Across the four banks, return on equity (ROE) is down to 15% from 15.5% and this is expected to deteriorate further once the latest round of capital raising, needed to meet stricter capital rules, flows through in the current financial year.

And net interest margins (NIM) — the different between interest income and the cost of providing loan money – are at a record low of 2.02%, down from 2.07% a year ago.

Dring, Oceania banking and capital markets leader at EY, told Business Insider the banks face further challenges around productivity.

“The banks reported strong results for 2015 but there are significant headwinds facing them,” says Dring.

“Despite all the efforts around innovation that the banks are taking, including increased technology spend, they are still struggling to improve their cost to income ratios. They are spending more to get the same income.”

Overall, cost to income ratios are 44.08%, up from 43.93% in the prior year, a 15 basis points rise.

The ANZ’s cost to income ratios increased 70 basis points, Westpac’s by 90 basis points, NAB’s fell 90 basis points and CBA’s fell 10 basis points.

The banks are also seeing intense competition in business and institutional banking.

“There’s a lot of competition and you are also seeing low levels of investment in that part of the economy,” Dring says. “Institutional loans are highly competitive at this point in time.

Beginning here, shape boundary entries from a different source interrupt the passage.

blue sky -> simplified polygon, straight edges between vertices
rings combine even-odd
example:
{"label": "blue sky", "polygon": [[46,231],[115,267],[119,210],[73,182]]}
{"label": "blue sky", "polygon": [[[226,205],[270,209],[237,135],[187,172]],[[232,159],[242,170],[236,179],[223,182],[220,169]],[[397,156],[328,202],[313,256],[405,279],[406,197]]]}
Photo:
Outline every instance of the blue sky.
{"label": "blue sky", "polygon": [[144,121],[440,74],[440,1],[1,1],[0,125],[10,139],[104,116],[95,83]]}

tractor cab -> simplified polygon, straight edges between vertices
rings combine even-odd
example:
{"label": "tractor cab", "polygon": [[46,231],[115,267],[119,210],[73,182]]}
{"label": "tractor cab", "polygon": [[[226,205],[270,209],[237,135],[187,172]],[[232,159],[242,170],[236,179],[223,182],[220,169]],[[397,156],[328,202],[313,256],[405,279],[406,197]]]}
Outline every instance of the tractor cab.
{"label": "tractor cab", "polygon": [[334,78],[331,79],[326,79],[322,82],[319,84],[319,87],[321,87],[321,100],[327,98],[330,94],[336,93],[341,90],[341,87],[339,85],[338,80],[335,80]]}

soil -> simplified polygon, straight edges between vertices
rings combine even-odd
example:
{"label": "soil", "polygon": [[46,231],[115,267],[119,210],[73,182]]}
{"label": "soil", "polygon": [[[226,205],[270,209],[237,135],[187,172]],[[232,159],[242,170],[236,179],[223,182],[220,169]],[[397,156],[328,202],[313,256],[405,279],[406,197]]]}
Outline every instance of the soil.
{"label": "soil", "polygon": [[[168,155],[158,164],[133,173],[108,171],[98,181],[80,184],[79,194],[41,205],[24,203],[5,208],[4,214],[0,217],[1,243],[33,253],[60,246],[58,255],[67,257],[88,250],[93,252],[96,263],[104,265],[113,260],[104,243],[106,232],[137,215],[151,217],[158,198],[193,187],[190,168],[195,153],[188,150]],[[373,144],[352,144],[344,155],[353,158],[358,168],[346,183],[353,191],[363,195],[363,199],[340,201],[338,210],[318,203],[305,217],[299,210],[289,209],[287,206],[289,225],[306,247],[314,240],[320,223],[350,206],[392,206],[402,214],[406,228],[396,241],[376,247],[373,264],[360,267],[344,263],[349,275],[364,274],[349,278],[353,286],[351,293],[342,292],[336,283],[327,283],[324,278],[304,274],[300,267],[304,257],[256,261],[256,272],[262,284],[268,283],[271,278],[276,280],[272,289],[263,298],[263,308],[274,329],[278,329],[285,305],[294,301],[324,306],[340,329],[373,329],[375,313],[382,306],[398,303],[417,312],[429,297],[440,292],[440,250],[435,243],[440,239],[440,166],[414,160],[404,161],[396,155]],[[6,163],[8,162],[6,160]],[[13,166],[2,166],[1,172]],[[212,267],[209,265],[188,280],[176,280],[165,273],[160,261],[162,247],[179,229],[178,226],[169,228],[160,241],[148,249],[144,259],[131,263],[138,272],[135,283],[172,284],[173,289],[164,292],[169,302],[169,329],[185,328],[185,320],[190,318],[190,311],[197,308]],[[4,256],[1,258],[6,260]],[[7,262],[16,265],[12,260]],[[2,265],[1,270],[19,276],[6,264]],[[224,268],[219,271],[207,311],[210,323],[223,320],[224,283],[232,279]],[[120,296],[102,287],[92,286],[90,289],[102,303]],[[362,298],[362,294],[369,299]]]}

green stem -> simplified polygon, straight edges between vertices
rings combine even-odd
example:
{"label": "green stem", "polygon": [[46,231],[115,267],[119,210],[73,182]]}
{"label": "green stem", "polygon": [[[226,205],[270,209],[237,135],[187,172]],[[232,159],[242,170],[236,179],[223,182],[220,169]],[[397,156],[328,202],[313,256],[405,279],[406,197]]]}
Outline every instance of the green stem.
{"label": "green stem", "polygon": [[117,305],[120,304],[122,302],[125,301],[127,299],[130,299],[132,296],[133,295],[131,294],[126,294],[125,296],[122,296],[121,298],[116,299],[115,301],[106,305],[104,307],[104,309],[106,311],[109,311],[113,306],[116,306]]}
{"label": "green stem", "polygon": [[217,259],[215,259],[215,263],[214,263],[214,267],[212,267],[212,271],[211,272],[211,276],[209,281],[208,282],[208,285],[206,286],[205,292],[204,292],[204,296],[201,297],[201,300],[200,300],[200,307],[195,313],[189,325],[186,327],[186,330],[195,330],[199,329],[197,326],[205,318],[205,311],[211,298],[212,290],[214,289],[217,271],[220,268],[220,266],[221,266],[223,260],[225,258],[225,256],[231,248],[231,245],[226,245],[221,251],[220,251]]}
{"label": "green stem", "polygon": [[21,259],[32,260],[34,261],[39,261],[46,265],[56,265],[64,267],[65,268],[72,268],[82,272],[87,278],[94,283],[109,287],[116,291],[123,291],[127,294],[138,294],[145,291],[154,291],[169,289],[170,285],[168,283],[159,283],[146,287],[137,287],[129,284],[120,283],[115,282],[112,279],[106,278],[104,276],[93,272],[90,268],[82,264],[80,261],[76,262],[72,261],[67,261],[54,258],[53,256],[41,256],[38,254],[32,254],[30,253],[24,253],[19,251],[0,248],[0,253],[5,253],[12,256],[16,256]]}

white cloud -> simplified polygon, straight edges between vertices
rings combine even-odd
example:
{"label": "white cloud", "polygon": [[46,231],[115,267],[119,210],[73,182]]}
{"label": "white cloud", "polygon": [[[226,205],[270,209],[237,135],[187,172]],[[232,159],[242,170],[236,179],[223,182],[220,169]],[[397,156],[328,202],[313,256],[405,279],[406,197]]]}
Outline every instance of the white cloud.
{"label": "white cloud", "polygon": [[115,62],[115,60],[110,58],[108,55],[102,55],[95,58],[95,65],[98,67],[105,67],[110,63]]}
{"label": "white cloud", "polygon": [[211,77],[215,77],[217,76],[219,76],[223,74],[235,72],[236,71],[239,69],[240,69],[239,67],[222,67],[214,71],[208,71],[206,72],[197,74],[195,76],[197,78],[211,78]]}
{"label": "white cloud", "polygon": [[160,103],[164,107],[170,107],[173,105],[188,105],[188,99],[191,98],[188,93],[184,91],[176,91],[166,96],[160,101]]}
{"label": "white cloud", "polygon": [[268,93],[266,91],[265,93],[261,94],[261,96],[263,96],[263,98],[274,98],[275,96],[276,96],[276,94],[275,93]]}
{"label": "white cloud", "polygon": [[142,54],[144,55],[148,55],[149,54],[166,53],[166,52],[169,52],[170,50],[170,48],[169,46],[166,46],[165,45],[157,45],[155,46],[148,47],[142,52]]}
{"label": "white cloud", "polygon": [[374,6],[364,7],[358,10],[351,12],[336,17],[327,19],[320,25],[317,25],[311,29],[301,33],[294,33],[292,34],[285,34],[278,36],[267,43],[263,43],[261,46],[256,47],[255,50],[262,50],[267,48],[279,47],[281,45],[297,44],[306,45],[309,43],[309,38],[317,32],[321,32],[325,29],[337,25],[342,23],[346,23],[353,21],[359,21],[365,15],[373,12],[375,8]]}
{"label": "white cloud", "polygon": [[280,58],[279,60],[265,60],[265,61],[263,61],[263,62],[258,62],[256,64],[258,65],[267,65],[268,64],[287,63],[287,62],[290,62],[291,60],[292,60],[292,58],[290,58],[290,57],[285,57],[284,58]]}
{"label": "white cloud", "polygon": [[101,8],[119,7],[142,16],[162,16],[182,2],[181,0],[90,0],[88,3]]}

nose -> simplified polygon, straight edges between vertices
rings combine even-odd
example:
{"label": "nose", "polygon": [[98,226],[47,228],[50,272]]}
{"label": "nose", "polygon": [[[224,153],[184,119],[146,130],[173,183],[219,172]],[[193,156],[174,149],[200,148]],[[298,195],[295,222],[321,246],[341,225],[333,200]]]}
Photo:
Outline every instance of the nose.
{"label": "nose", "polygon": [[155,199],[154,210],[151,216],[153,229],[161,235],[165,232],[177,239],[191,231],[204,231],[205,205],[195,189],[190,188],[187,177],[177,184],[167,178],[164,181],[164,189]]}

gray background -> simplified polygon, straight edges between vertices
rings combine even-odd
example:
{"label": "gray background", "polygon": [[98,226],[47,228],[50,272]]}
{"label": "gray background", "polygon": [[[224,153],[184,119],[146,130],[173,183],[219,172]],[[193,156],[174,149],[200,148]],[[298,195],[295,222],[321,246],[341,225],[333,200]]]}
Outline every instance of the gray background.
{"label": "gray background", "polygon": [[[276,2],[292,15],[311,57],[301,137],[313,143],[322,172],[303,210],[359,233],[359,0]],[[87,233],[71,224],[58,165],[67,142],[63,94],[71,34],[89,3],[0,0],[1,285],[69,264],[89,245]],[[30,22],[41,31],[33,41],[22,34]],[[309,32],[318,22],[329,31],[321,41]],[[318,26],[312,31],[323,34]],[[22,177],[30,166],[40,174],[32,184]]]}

“Loan growth is going to be critical for ensuring that banks can grow and at least match the reported profits in prior years.”

The decision by Westpac, Commonwealth, ANZ and NAB to raise home loan interest rates may help margins with existing customers but there is still strong competition for new business, with most offering low introductory rates.

Andrew Dickinson, Asia Pacific head of Banking for KPMG, says revenue and margin headwinds, rising costs and capital levels, with a deteriorating credit quality outlook, all mean the majors will face challenges in reversing declining returns.

“Recent increases in home lending rates have shown that the banks do have some market power to improve margins,” he says. “But careful balancing of shareholder and customer interests will be required in future to ensure disruptors are not further emboldened to attack established lenders’ business models.”

Dickinson says banks face more competition from fintech disruptors, increased lending losses and a need to generate returns to shareholders.

“Real courage will need to be shown by bank management over the next few years, and if banks push too hard on maintaining short term return to shareholders, they risk significantly damaging their long term franchise value and reputations,” says Dickinson.